For the Scottish SPCA, providing refuge for animals whilst court cases are ongoing is a massive welfare and resource issue. To allow the animals to find homes more quickly, we decided to pursue a civil action to rehome the seized dogs before the court case concluded. This landmark case was successful and resulted in all of the surviving animals being rehomed.

Chief superintendent Mike Flynn said, “Whilst every animal in our care receives all the love and attention in the world, it is not beneficial welfare-wise to spend months or even years in a rescue and rehoming centre until criminal proceedings conclude.”

“In our centres, care costs an average of £15 per dog a day so picking up the pieces from breeders who prioritise profit over welfare puts a massive strain on our resources. Another case saw us rack up costs of £440,000 as we cared for 45 dogs seized from an illegal breeder. Thankfully, the decision to pursue a civil action in this instance means many of these animals found their forever homes long ago.”
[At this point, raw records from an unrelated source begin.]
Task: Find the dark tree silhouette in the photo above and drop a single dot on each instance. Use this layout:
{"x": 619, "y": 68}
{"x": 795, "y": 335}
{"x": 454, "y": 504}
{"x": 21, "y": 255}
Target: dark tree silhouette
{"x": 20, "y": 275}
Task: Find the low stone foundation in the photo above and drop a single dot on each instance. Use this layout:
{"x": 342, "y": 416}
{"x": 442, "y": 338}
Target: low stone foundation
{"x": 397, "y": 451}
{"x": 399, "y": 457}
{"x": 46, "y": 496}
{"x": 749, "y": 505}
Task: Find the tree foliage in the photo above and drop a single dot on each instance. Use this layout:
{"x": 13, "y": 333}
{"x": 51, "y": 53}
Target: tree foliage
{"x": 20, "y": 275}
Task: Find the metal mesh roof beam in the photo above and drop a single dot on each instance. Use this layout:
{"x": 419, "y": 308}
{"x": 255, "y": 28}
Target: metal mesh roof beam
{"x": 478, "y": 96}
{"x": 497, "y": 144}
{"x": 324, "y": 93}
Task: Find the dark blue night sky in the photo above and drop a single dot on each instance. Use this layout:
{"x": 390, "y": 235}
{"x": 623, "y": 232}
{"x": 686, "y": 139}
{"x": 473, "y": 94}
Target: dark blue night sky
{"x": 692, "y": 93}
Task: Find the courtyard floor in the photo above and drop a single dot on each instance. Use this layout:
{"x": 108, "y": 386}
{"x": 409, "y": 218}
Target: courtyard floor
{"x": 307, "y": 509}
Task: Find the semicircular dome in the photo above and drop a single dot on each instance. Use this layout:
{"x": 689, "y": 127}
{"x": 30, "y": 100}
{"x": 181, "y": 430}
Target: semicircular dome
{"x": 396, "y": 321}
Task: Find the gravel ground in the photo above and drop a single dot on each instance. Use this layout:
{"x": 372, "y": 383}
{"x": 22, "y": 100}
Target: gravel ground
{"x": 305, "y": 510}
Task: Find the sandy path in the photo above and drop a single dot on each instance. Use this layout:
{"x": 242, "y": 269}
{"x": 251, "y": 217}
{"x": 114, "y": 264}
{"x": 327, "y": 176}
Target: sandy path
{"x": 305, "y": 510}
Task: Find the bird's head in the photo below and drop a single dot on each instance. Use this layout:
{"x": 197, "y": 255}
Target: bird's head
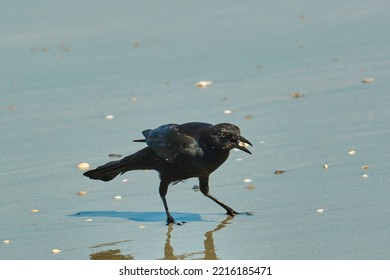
{"x": 227, "y": 136}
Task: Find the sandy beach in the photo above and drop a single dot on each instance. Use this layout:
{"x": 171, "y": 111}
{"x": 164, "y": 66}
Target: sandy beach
{"x": 307, "y": 83}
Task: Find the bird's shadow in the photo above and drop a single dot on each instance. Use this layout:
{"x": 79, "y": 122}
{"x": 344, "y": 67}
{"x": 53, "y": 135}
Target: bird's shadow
{"x": 141, "y": 216}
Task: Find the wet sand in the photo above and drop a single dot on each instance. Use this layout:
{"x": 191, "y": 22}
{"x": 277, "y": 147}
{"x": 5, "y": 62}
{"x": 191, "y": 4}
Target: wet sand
{"x": 306, "y": 82}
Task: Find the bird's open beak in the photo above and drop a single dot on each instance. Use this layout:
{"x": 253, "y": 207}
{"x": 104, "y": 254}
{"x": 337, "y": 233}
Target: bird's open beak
{"x": 242, "y": 144}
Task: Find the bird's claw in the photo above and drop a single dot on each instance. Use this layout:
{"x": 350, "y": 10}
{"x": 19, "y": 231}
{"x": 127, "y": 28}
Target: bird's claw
{"x": 234, "y": 213}
{"x": 173, "y": 222}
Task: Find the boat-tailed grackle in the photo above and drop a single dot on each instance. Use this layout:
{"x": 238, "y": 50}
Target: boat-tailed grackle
{"x": 178, "y": 152}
The SIU team at the Scottish SPCA spearhead Operation Delphin, a multi-agency taskforce designed to bring illegal puppy traders to justice. It is supported by Dumfries & Galloway Council, ISPCA, RSPCA, USPCA, DSPCA, Stena Line, Police Scotland and others. Disrupting the multimillion pound industry is one of the Society’s main priorities, and its #SayNoToPuppyDealers campaign has received widespread public and cross-party political support.

Mike added, “The quickest way to halt the supply of illegally bred pups is for public demand to fall.”